EDITORIAL
Un privilegio desfasado, oneroso y sin control
Como tantos otros conceptos legales y administrativos del Estado, el cobro de dietas por asistencia a sesiones de funcionarios, diputados o integrantes de directivas estatales se ha convertido en un caótico reparto de dineros públicos que llega incluso a superar el salario nominal del cargo y pasa a ser, por ende, un jugoso sobresueldo que llega a convertirse en incentivo perverso de improductividad e ineficiencia.
Hay que decirlo: el pago de dietas es legal, pero los montos que pueden acumular generan dudas sobre la pertinencia de las reuniones sostenidas, la calidad técnica de las discusiones y la utilidad pública de las decisiones a tan oneroso costo. Esto es especialmente lesivo para el erario nacional cuando diversas directivas, comisiones o concejos solo se juntan para cumplir con un requisito sin necesariamente contar con una agenda estructurada, objetivos mínimos o compromisos de resolver determinada cantidad de asuntos. Ello explica, en parte, el excesivo afán de ciertos diputados por pertenecer a múltiples salas legislativas, no tanto por su conocimiento técnico o profesional del área, sino para poder cobrar a fin de mes sus dietas, aunque no hayan asistido pero presentaron una “excusa”.

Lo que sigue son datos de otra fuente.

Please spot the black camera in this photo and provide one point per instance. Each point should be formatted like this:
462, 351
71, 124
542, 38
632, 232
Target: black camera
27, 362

La historia del pago de dietas se remonta a casi un siglo, cuando las dependencias estatales colegiadas eran pocas y, por lo tanto, la necesidad de las reuniones multipartitas era excepcional. Conforme surgieron más entidades descentralizadas, como el Instituto Guatemalteco de Seguridad Social, el de Electrificación, el de Migración, la Junta Monetaria, consejos o directivas y otras instancias más, se comenzó a multiplicar la cantidad de integrantes, titulares y suplentes, al punto de llegar a consumir unos Q64 millones en el 2022.
Este sobresueldo puede ser lícito a causa del aporte profesional y el tiempo de trabajo intelectual que implica, pero se cuestiona su carácter ético cuando supera determinadas proporciones, cuando es devengado por personas sin la suficiente capacidad, solo en virtud de un nombramiento y, por supuesto, cuando no se percibe ningún beneficio para el ciudadano por esas participaciones, sobre todo en un país con las carencias y necesidades de Guatemala.
Los mismos politiqueros que callan y se hacen los desentendidos respecto de las amenazas contra garantías ciudadanas también fingen demencia sobre la discusión para poner coto a este gasto público. No se trata de negar reconocimiento a un desempeño profesional, pero sí de valuar y evaluar su costo-beneficio. Para ello se puede invocar la literal f del artículo 278 constitucional, según el cual, a través de la Ley de Presupuesto, se puede determinar la forma y cuantía de la remuneración de todos los funcionarios y empleados públicos, incluyendo los de las entidades descentralizadas y autónomas. Ese puede ser un asidero legal para una discusión en nombre del beneficio ciudadano, la probidad y la mejora del desempeño de las instituciones del país.
La otra vía legal debería ser la discusión de una nueva ley de servicio civil, largamente rehuida por los politiqueros a quienes les interesan más y les convienen los vacíos, anacronismos y ambigüedades de la normativa vigente, que data de hace más de 50 años. Los parches que esta tiene ya no son suficientes para cuidar la calidad del gasto. De nuevo, es un tema que rehúye la gran mayoría de figurones que se aprestan a salir en tropel propagandístico, especialmente aquellos diputados que buscan la reelección.